I am afraid, as Whitbread's sire said to the king, when he wanted
to knight him, that I am "too old;" [3] but nevertheless, no one wishes
you more friends, fame, and felicity, than
Yours, etc.

[Footnote 1:
"'And ah! what verse can grace thy stately mien,
Guide of the world, preferment's golden queen,
Neckar's fair daughter, Stael the 'Epicene'!
Bright o'er whose flaming cheek and pumple nose
The bloom of young desire unceasing glows!
Fain would the Muse--but ah! she dares no more,
A mournful voice from lone 'Guyana's' shore,
Sad Quatremer, the bold presumption checks,
Forbid to question thy ambiguous sex.'
"These lines contain the Secret History of Quatremer's deportation. He
presumed, in the Council of Five Hundred, to arraign Madame de Stael's
conduct, and even to hint a doubt of her sex. He was sent to 'Guyana'.
The transaction naturally brings to one's mind the dialogue between
Falstaff and Hostess Quickly in Shakespeare's 'Henry IV'."

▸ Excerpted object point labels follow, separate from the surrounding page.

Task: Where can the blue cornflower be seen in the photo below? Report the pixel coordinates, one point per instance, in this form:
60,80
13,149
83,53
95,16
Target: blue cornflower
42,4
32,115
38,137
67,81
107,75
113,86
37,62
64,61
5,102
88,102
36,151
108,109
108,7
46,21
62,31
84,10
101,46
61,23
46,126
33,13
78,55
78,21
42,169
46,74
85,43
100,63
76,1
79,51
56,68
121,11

'Canning's New Morality', lines 293-301 (Edmonds' edition of the 'Poetry
of the Anti-Jacobin', pp. 282, 283).
Anne Louise Germaine Necker (1766-1817), only child of the Minister
Necker and his wife Suzanne Curchod, Gibbon's early love, married, in
1786, the Swedish Ambassador Baron de Stael Holstein, who died in 1802.
She married, as her second husband, in 1811, M. de Rocca, a young French
officer, who had been severely wounded in Spain, but survived her by a
year (Madame de Recamier, 'Souvenirs', vol.